Tidak hanya itu. Pengguna juga menuduh Binance menjual Bitcoin hari ini di tengah koreksi pasar.

Binance dan CZ Beri Tanggapan di Tengah Kritik di Crypto Twitter

Meski demikian, di tengah besarnya protes, Binance segera mengambil langkah untuk menunjukkan kekuatan. Exchange ini mengumumkan rencana mengonversi seluruh cadangan SAFU senilai US$1 miliar dari stablecoin menjadi Bitcoin dalam 30 hari ke depan.

None of this is coordinated 😆🧐, and there isn't a single shred of truth in any of it.

At the very moment people claimed Binance was selling, they were actually purchasing $1 billion worth of #BTC.
Furthermore, Binance or ETFs don't sell on their own, it is the users of… pic.twitter.com/tOR8QzRlz2

— Meta Financial AI (@MetaFinancialAI) January 30, 2026

Dalam surat terbuka kepada komunitas, Binance menegaskan bahwa mereka “senantiasa memegang standar tinggi” dan “terus berbenah berdasarkan masukan” dari pengguna maupun publik yang lebih luas.

Exchange tersebut mengungkapkan bahwa pada tahun 2025, mereka terus berinvestasi dalam kontrol risiko, kepatuhan, dan pengembangan ekosistem, dengan menyoroti beberapa hal berikut:

  • Binance mengungkapkan telah membantu memulihkan dana sebesar US$48 juta dari 38.648 deposit pengguna yang salah.
  • Mereka juga menambahkan bahwa telah membantu 5,4 juta pengguna dan mencegah potensi kerugian akibat penipuan sekitar US$6,69 miliar.
  • Binance menuturkan bahwa kerja sama dengan penegak hukum telah berkontribusi pada penyitaan dana ilegal sebesar US$131 juta.
  • Mereka menjelaskan bahwa sepanjang tahun 2025, listing spot mencakup 21 blockchain, dipimpin oleh Ethereum, BNB Smart Chain, dan Solana.
  • Mereka juga melaporkan Proof of Reserves dengan total US$162,8 miliar di 45 aset kripto.
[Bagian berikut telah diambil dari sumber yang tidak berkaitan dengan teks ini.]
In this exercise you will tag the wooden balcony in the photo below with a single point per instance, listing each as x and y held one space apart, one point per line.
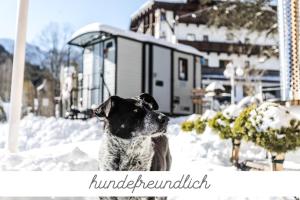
229 48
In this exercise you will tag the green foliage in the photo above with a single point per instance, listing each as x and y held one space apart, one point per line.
242 126
279 140
187 126
221 125
274 140
198 125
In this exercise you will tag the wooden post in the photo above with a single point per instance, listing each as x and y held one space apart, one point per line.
17 77
236 143
277 161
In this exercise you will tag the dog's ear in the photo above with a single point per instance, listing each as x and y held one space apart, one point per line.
150 100
106 108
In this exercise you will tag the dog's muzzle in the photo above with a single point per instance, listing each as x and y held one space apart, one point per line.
163 122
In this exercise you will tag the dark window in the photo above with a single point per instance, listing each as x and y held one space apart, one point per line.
204 62
247 64
247 40
223 63
205 37
182 69
229 36
191 37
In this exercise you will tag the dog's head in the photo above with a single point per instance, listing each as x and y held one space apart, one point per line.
128 118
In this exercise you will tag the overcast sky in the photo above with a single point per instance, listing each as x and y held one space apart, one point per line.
77 13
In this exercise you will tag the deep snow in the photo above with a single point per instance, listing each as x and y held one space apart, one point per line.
60 144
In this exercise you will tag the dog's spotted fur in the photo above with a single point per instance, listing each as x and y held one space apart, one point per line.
134 139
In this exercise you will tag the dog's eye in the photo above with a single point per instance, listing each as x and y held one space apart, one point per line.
148 106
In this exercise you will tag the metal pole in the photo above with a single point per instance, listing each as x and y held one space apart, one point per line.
232 86
17 76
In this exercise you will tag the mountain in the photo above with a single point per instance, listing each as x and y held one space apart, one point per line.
34 55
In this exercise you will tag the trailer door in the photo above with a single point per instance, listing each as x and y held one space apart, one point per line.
161 87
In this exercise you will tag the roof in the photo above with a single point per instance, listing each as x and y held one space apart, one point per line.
96 31
148 4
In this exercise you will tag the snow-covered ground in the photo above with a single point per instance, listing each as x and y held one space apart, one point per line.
60 144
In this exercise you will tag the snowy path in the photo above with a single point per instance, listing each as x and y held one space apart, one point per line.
59 144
Respon pribadi juga muncul. CZ menanggapi secara terbuka, mengesampingkan tuduhan terbaru sebagai siklus yang sudah biasa.

“Bukan pertama kali, juga bukan yang terakhir. Sejak hari pertama sudah menerima serangan FUD. Akan saya bahas di AMA malam ini, coba lihat di balik permukaannya mengapa dan bagaimana,” ujar CZ.
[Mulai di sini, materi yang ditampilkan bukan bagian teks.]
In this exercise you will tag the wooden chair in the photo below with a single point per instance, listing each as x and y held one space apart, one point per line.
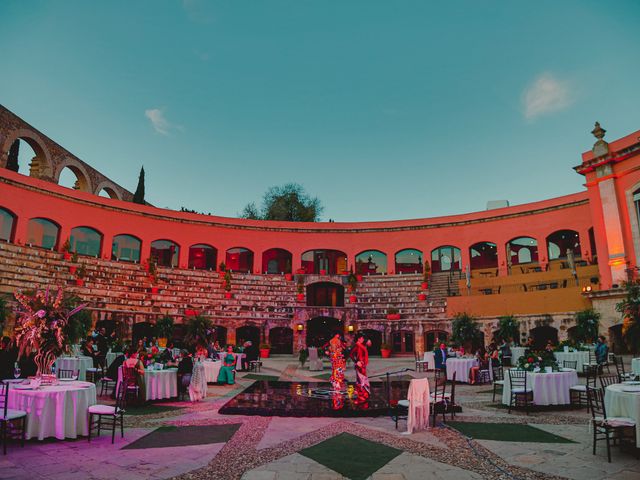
520 394
498 380
603 426
12 421
113 413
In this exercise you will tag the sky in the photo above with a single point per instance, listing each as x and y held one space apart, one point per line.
383 110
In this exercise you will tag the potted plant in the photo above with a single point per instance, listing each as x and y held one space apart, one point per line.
393 314
385 350
164 330
265 349
81 274
226 284
66 247
74 259
425 276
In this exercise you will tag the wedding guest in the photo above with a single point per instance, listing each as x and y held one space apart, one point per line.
228 367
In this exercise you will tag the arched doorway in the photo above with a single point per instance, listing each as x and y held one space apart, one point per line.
248 333
321 329
434 338
541 335
281 340
325 294
376 340
402 341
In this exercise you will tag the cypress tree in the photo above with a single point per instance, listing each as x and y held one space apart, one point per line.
12 161
138 197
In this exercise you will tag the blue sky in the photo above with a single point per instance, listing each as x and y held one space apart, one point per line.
384 110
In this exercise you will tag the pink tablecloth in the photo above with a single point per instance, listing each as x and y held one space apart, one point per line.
58 411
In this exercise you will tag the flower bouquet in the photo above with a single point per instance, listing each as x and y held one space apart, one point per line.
538 361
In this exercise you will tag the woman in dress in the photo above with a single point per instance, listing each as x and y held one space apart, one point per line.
228 367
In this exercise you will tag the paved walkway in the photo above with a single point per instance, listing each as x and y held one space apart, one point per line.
269 447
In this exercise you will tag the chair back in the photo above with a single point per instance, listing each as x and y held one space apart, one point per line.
498 372
517 379
595 400
606 380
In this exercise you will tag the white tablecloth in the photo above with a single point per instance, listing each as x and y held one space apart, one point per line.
548 388
430 358
211 371
581 357
516 353
239 357
77 364
159 384
623 404
58 411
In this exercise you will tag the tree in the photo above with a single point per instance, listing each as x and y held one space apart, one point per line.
138 197
587 325
508 328
285 203
630 309
465 331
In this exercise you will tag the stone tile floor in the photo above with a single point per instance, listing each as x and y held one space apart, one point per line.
267 447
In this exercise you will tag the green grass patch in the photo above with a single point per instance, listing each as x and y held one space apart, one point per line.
255 376
151 409
351 456
506 432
FUD doesn't hurt the target. My followers increased.

FUD hurts the market (ie everyone).

I/Binance do not sell in any meaningful amounts.

My selling = I swipe my card and $5 worth of BNB gets converted/sent to the coffee shop.

I don't run Binance anymore, but based on what I…

— CZ 🔶 BNB (@cz_binance) January 30, 2026

Peninjauan ulang terhadap Binance ini mencerminkan lebih dari sekadar satu peristiwa atau serangkaian klaim. Situasi ini menyoroti betapa kepercayaan terhadap aset kripto masih sangat rapuh setelah bertahun-tahun volatilitas, keruntuhan akibat leverage, dan kegagalan besar di industri.

Di pasar yang masih berjuang untuk pulih, pertanyaan-pertanyaan yang belum terjawab cenderung muncul kembali.